Aside from the building itself, Hugo has written a heartbreaking tragedy of what havoc unrequited love can wreak on the people involved. In this story, unrequited love is essentially the catalyst of a civil uprising that changes the history of Paris forever. Once again, an author speaks to the all-encompassing, damaging, earth-shattering power of love. In this book, love doesn't move mountains... it maims, it murders, it destroys. There are many types of love described in this book... a forbidden, one-sided love between Frollo and Esmeralda, a fatherly love between Quasimodo and Frollo, a love of convenience between Gringoire and Esmeralda, a blind love between Esmeralda and Phoebus and a protective love between Quasimodo and Esmeralda. The only true love in this entire tale is that between Quasimodo and the cathedral itself. The only place he is understood is underneath that rose window, between those flying buttresses. The bells (Marie, Thibauld and Jacqueline) and the gargoyles that protect the edifice of this majestic building are Quasimodo's true friends and family (when even his adopted father betrays him). Notre Dame protects the hunchback during the attack by the vagabonds as it has protected him from the stares and insults from the people of Paris his entire life. Although the title of the book misleads the reader in believing that Quasimodo's story is the central purpose for Hugo's writing... Quasimodo is still the heart of this tale.

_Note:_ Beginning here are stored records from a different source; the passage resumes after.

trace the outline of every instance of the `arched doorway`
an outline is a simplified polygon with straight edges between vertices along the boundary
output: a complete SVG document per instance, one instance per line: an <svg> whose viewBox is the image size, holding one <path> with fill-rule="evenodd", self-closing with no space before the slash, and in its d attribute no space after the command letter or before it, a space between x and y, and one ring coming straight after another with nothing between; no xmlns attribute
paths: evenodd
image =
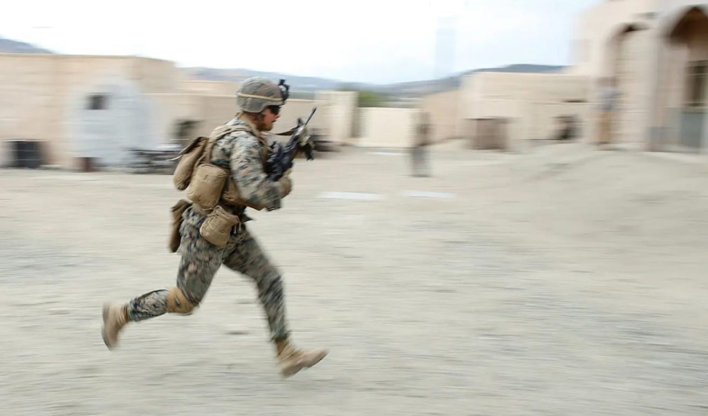
<svg viewBox="0 0 708 416"><path fill-rule="evenodd" d="M621 27L610 37L607 74L617 93L614 141L639 146L644 139L649 90L646 79L649 36L641 23Z"/></svg>
<svg viewBox="0 0 708 416"><path fill-rule="evenodd" d="M708 15L700 6L683 11L668 38L673 76L670 105L675 109L677 144L698 151L708 142Z"/></svg>
<svg viewBox="0 0 708 416"><path fill-rule="evenodd" d="M79 159L125 166L131 161L131 149L157 144L149 103L130 81L107 78L77 91L72 100L71 137Z"/></svg>

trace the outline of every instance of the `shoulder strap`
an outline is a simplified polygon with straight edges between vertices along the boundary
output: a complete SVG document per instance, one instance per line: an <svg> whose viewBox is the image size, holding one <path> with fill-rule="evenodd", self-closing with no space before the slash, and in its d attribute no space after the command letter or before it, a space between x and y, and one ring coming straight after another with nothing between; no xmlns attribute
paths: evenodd
<svg viewBox="0 0 708 416"><path fill-rule="evenodd" d="M214 144L217 142L222 137L230 134L234 132L250 132L251 129L245 125L237 125L235 126L228 126L223 125L219 126L212 132L212 134L209 136L209 141L207 141L207 146L204 149L204 154L200 159L198 163L204 162L204 160L211 160L212 158L212 149L214 147Z"/></svg>

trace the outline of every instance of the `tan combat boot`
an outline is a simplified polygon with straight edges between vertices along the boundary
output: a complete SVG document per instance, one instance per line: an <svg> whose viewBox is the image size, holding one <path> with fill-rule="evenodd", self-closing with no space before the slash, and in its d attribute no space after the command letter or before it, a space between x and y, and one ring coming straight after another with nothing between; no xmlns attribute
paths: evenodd
<svg viewBox="0 0 708 416"><path fill-rule="evenodd" d="M118 333L128 323L128 313L125 304L120 302L103 304L103 328L101 334L103 342L109 349L118 344Z"/></svg>
<svg viewBox="0 0 708 416"><path fill-rule="evenodd" d="M326 349L305 351L293 347L287 340L275 342L280 372L290 377L302 369L309 368L327 355Z"/></svg>

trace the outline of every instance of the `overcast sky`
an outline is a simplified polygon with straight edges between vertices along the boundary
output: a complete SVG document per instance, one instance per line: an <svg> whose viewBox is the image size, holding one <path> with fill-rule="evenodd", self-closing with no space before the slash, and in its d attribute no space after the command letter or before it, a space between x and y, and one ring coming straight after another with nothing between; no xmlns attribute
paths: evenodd
<svg viewBox="0 0 708 416"><path fill-rule="evenodd" d="M389 83L566 64L579 13L599 2L26 0L3 7L0 37L62 53Z"/></svg>

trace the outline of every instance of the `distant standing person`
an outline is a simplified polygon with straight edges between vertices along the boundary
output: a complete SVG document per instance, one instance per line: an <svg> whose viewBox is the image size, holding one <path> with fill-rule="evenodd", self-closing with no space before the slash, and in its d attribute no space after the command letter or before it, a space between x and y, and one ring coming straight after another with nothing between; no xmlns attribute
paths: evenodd
<svg viewBox="0 0 708 416"><path fill-rule="evenodd" d="M430 115L423 112L421 115L420 122L416 127L416 136L411 150L413 176L430 176L430 163L426 148L430 144L431 131Z"/></svg>
<svg viewBox="0 0 708 416"><path fill-rule="evenodd" d="M615 78L606 77L600 79L598 146L610 144L613 141L612 125L615 122L619 96Z"/></svg>

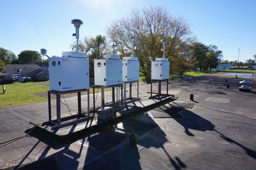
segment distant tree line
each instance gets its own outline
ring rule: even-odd
[[[252,66],[256,65],[256,55],[253,56],[254,60],[249,59],[247,60],[244,63],[239,62],[237,63],[237,60],[228,61],[228,60],[222,60],[220,64],[230,64],[233,66]]]
[[[181,78],[186,72],[193,69],[211,69],[219,64],[256,65],[255,60],[249,59],[244,63],[223,61],[222,51],[215,45],[207,46],[199,42],[190,27],[185,18],[172,15],[165,6],[135,8],[127,16],[118,18],[107,26],[106,36],[86,37],[79,40],[79,51],[87,53],[90,74],[93,77],[94,60],[112,54],[113,42],[116,45],[115,54],[120,55],[121,59],[131,56],[132,42],[129,38],[135,36],[137,49],[134,50],[134,56],[138,58],[141,73],[145,76],[148,83],[151,80],[151,63],[149,59],[152,57],[155,60],[163,57],[162,40],[167,41],[165,57],[170,62],[170,74],[178,74]],[[76,45],[75,42],[70,45],[72,50],[76,51]],[[256,60],[256,55],[253,57]],[[8,64],[43,61],[38,52],[25,50],[17,57],[13,53],[2,48],[0,60],[0,70],[2,70],[2,66]]]

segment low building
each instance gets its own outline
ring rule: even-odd
[[[234,67],[232,65],[230,64],[219,64],[217,66],[216,68],[216,70],[226,70],[227,68],[228,68],[230,69],[233,69]]]
[[[48,62],[33,62],[32,63],[28,63],[26,64],[36,65],[43,69],[47,71],[49,70],[49,63]]]
[[[18,73],[21,77],[30,77],[32,80],[49,80],[49,72],[41,68],[31,68],[22,70]]]
[[[8,64],[6,66],[5,69],[6,71],[6,75],[13,75],[17,74],[19,72],[25,71],[28,69],[39,68],[40,68],[40,67],[37,65]]]

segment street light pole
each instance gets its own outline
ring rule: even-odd
[[[238,49],[238,59],[237,59],[237,65],[238,65],[238,63],[239,63],[239,52],[240,51],[240,49]]]

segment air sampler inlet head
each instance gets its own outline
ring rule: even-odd
[[[74,24],[76,28],[76,51],[79,51],[78,47],[78,39],[79,39],[79,28],[83,24],[83,21],[81,20],[74,19],[71,21],[71,23]]]
[[[47,50],[44,48],[41,49],[40,49],[41,50],[41,54],[44,56],[47,54]]]

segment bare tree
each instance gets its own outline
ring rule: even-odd
[[[181,48],[181,42],[189,41],[192,32],[190,24],[184,17],[174,16],[167,8],[161,6],[134,8],[126,17],[114,21],[107,27],[106,32],[117,45],[121,58],[131,55],[131,42],[129,37],[135,36],[137,49],[135,57],[140,61],[140,71],[147,82],[151,79],[151,63],[149,58],[162,57],[161,40],[166,40],[165,56],[171,62],[175,53]],[[185,44],[187,44],[187,43]]]

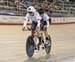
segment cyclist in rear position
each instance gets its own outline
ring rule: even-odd
[[[36,11],[36,9],[33,7],[33,6],[29,6],[27,8],[27,14],[25,16],[25,21],[24,21],[24,25],[23,25],[23,29],[26,29],[27,28],[27,22],[28,21],[32,21],[32,27],[31,27],[31,30],[32,30],[32,37],[34,37],[34,34],[35,32],[37,32],[38,34],[38,38],[40,38],[39,36],[39,30],[40,30],[40,21],[41,21],[41,16],[39,15],[39,13]],[[38,44],[37,44],[38,46]],[[36,47],[37,48],[37,47]]]

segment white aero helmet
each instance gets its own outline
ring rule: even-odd
[[[28,8],[27,8],[27,12],[36,12],[36,9],[33,7],[33,6],[29,6]]]

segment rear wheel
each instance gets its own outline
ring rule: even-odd
[[[28,57],[32,57],[34,54],[34,50],[35,50],[35,43],[33,40],[32,36],[29,36],[27,38],[27,42],[26,42],[26,53]]]

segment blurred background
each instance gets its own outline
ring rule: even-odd
[[[75,16],[75,0],[0,0],[0,15],[25,16],[30,5],[48,9],[51,17]]]

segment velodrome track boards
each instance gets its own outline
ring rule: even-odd
[[[51,25],[52,51],[35,51],[29,59],[25,42],[29,31],[23,32],[22,25],[0,25],[0,62],[75,62],[75,24]]]

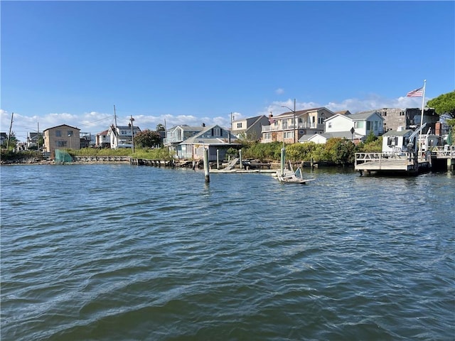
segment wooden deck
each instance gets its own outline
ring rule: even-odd
[[[355,168],[360,173],[402,173],[414,174],[428,168],[426,160],[417,161],[414,153],[356,153]]]

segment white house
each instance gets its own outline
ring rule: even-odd
[[[208,161],[224,160],[228,149],[238,147],[240,144],[230,131],[215,125],[205,128],[202,131],[187,139],[176,146],[178,158],[201,160],[204,148],[208,149]]]
[[[376,136],[382,134],[383,121],[384,119],[376,112],[350,115],[337,114],[326,119],[325,132],[338,133],[338,137],[353,139],[355,142],[363,141],[371,131]]]
[[[139,126],[134,126],[132,131],[131,126],[114,126],[109,127],[107,136],[111,144],[111,149],[119,148],[132,148],[133,141],[132,133],[135,136],[141,131]]]
[[[397,130],[389,130],[382,135],[382,151],[405,151],[410,136],[414,132],[412,129],[404,129],[398,127]]]
[[[232,121],[231,133],[242,140],[255,141],[262,135],[262,126],[269,124],[265,115],[236,119]]]
[[[284,141],[293,144],[303,135],[323,133],[324,121],[333,115],[333,112],[323,107],[297,110],[295,112],[287,112],[276,117],[271,114],[269,117],[270,124],[262,126],[261,142]]]
[[[108,148],[111,146],[110,136],[107,135],[109,131],[105,130],[97,134],[95,144],[97,147]]]
[[[188,126],[187,124],[174,126],[166,131],[166,138],[163,144],[165,147],[168,147],[176,153],[178,144],[194,136],[204,129],[205,129],[205,126]]]
[[[350,134],[350,131],[349,131]],[[354,132],[351,134],[350,137],[347,137],[346,136],[346,133],[343,131],[341,132],[332,132],[332,133],[321,133],[321,134],[315,134],[313,135],[304,135],[300,138],[299,142],[302,144],[304,142],[314,142],[318,144],[325,144],[327,142],[327,140],[329,139],[338,137],[340,139],[346,139],[348,140],[351,140],[353,142],[354,141],[359,141],[362,139],[363,136],[359,135]]]

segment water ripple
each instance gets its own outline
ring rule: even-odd
[[[453,340],[451,175],[40,169],[1,169],[2,340]]]

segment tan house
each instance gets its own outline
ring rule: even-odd
[[[46,151],[53,157],[55,149],[80,149],[80,129],[66,124],[45,129],[43,134]]]
[[[323,133],[325,120],[333,115],[333,112],[325,107],[288,112],[276,117],[270,114],[270,125],[262,126],[261,143],[294,144],[304,135]]]
[[[270,124],[267,116],[261,115],[232,121],[231,134],[238,139],[256,141],[262,137],[262,126]]]

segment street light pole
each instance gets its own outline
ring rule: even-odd
[[[129,121],[131,121],[131,143],[133,146],[133,153],[134,153],[134,129],[133,128],[133,121],[134,119],[133,119],[132,116],[130,116]]]
[[[296,144],[296,99],[294,99],[294,110],[285,105],[282,105],[282,108],[287,108],[294,113],[294,143]],[[284,142],[284,136],[283,136],[283,142]]]

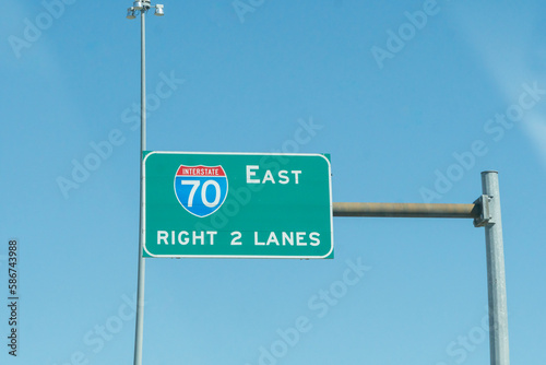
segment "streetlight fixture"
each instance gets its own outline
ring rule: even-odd
[[[154,7],[155,15],[164,15],[163,5],[152,5],[150,0],[134,1],[133,5],[127,9],[127,19],[135,19],[140,12],[141,16],[141,94],[140,94],[140,223],[139,223],[139,279],[136,289],[136,326],[134,331],[134,365],[142,365],[142,335],[144,330],[144,269],[145,261],[142,256],[143,249],[143,209],[142,202],[144,190],[142,189],[142,153],[146,150],[146,37],[145,37],[145,15]]]

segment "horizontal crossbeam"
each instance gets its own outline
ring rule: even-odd
[[[478,219],[479,204],[333,203],[334,216],[470,217]]]

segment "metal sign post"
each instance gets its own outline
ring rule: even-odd
[[[333,203],[334,216],[466,217],[485,227],[489,350],[491,365],[510,365],[502,223],[497,172],[482,173],[482,191],[473,204]]]

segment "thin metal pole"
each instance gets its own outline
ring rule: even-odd
[[[334,216],[479,217],[477,204],[333,203]]]
[[[490,211],[490,220],[485,226],[490,358],[491,365],[510,365],[505,250],[497,172],[482,173],[482,191],[489,198]]]
[[[139,223],[139,284],[136,289],[136,328],[134,333],[134,365],[142,365],[142,338],[144,332],[144,272],[145,261],[142,256],[144,234],[144,210],[142,207],[144,190],[142,188],[142,153],[146,150],[146,37],[145,37],[146,9],[141,11],[141,84],[140,84],[140,223]]]

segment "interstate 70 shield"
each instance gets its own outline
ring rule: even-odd
[[[144,152],[143,252],[168,258],[333,258],[323,154]]]
[[[226,200],[226,173],[222,166],[180,165],[175,176],[175,193],[190,214],[211,215]]]

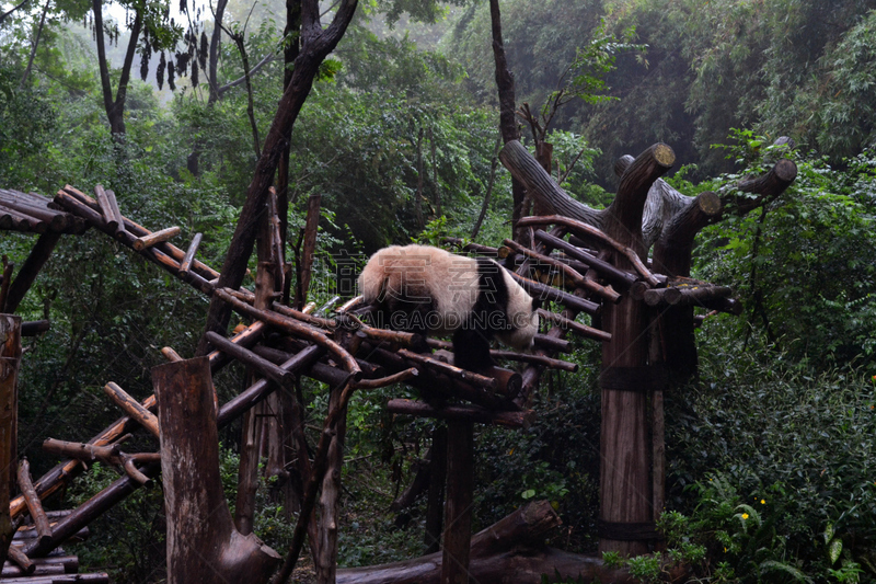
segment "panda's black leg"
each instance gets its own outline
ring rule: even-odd
[[[481,371],[493,365],[489,339],[483,331],[463,327],[453,333],[453,364],[473,371]]]

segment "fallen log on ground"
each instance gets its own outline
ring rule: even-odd
[[[542,575],[555,573],[576,582],[638,582],[625,570],[609,569],[592,556],[568,553],[544,546],[544,536],[560,525],[546,501],[531,503],[472,536],[469,574],[472,582],[503,584],[512,574],[515,584],[541,584]],[[438,584],[441,552],[381,565],[345,568],[337,584]]]

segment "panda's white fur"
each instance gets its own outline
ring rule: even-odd
[[[456,362],[489,364],[488,341],[532,346],[539,317],[532,298],[496,262],[430,245],[392,245],[374,253],[359,275],[367,304],[383,309],[391,328],[453,334]]]

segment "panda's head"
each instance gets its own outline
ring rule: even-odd
[[[532,348],[535,334],[539,332],[539,301],[533,299],[517,284],[507,271],[502,270],[505,286],[508,288],[508,306],[506,312],[510,330],[496,331],[496,337],[503,344],[528,351]]]

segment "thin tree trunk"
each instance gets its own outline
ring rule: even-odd
[[[39,26],[36,28],[36,37],[34,38],[33,46],[31,46],[31,57],[27,59],[27,68],[24,70],[24,75],[21,78],[21,83],[19,83],[19,90],[21,91],[24,89],[24,84],[27,82],[27,77],[31,75],[31,68],[34,65],[34,57],[36,57],[36,48],[39,46],[39,36],[43,34],[43,26],[46,24],[46,12],[48,12],[48,2],[43,8],[43,16],[39,19]]]
[[[502,140],[508,144],[520,139],[520,129],[517,127],[515,111],[517,101],[515,96],[514,76],[508,69],[508,59],[505,56],[505,43],[502,39],[502,13],[499,0],[489,0],[489,18],[493,30],[493,57],[496,61],[496,85],[499,92],[499,131]],[[511,211],[511,229],[517,230],[517,221],[522,217],[523,198],[526,192],[523,183],[511,178],[511,194],[514,210]]]
[[[128,93],[128,81],[130,80],[130,68],[134,64],[134,54],[137,42],[140,38],[140,28],[143,23],[141,10],[136,11],[134,25],[130,28],[130,41],[125,53],[125,61],[122,65],[122,75],[118,79],[118,90],[113,99],[113,87],[110,81],[110,64],[106,60],[106,46],[103,37],[103,0],[92,0],[92,11],[94,12],[95,42],[97,44],[97,59],[101,71],[101,91],[103,93],[103,105],[106,117],[110,119],[110,130],[113,139],[120,144],[125,140],[125,101]]]
[[[168,511],[168,582],[266,582],[280,557],[234,529],[222,492],[209,359],[159,365],[152,380]]]
[[[222,264],[222,273],[219,276],[217,286],[220,288],[238,289],[243,282],[246,263],[255,242],[255,230],[252,229],[252,226],[257,215],[264,209],[279,159],[291,139],[292,128],[310,94],[320,65],[334,50],[346,32],[357,3],[358,0],[342,0],[334,21],[326,28],[322,28],[320,25],[319,3],[315,0],[307,0],[302,3],[302,50],[295,61],[292,79],[277,107],[277,114],[265,138],[262,157],[258,159],[255,174],[246,191],[246,202],[241,210],[240,219],[238,219],[238,226]],[[230,317],[231,308],[219,297],[214,296],[210,300],[205,332],[223,332]],[[209,342],[201,336],[197,354],[206,355],[208,352]]]
[[[7,560],[14,531],[9,494],[16,459],[16,382],[20,362],[21,318],[0,314],[0,565]]]
[[[474,222],[474,227],[472,228],[472,240],[477,239],[477,233],[481,231],[481,226],[484,222],[484,218],[486,217],[486,211],[489,209],[489,199],[493,197],[493,185],[496,182],[496,169],[499,165],[499,146],[502,145],[502,136],[496,138],[496,148],[494,149],[493,160],[489,162],[489,181],[486,185],[486,194],[484,195],[484,204],[481,205],[481,215],[477,216],[477,220]]]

Who do I see reading this in the Stars Hollow gazebo?
It was actually a little more difficult for me to make a selection for this book. The easy way out would've been Michel (look, he's French... therefore, he must love stories about Paris), but I didn't want to come across as lazy. And quite frankly, I couldn't see Michel reading The Hunchback of Notre Dame in the Stars Hollow gazebo. He'd most likely be turned off by Quasimodo's hideous countenance and run off to cleanse his palate by staring at photos of beautiful people (Celine Dion, perhaps). And although Luke isn't a big reader, I could see him being interested in this particular tale.